Crying together goes back to the Greeks. “In every domestic tradition you get around the fire, and then the shaman would channel a story,” said Zhao, who used daily meditations and dream meetings with his actors and arranged weekly rituals to release the steam.

“Animals, dreams, visions. People have strong feelings. Warriors come back from the battle. They are not just taking medication. They can go home again. They sit around in the fire, and they dance, and they release these feelings, and it turns into theater, these Greek tragedies. You stay together, everyone gets angry together, and they are raging.

At the end of the film, The Grief Agnes, who feels prepared for her child and her husband, comes away to write and assemble “Hamlet” to the Globe Theater to see the premiere. She stands on the outskirts of the stage with hundreds extra behind her. (Spoiler alert.) She is riveted when the actor who plays Prince Hamlet (Noah Juppe) is on stage with her husband, Will, who plays the ghost of her father, King Hamlet.

“There were four of the most difficult, but also life -changing days of my life,” Zhao said. “There is hardly any dialogue. This language is quite universal for everyone, right?
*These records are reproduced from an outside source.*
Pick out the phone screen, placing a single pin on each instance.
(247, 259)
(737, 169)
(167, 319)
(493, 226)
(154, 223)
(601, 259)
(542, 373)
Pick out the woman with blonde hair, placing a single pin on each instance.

Sometimes our truth can only be felt in silence and perhaps with Max Richter music playing in the background. All we pray is to see each other and seen without assessment, unconditional and it was healing and also hard to experience. Shakespeare worked hard all his life.

She added after the TIFF premiere, “and that’s how I felt yesterday in the theater. Only during the short time do you go to these events, you keep each other’s grief and anger and fear and shame in the short time.”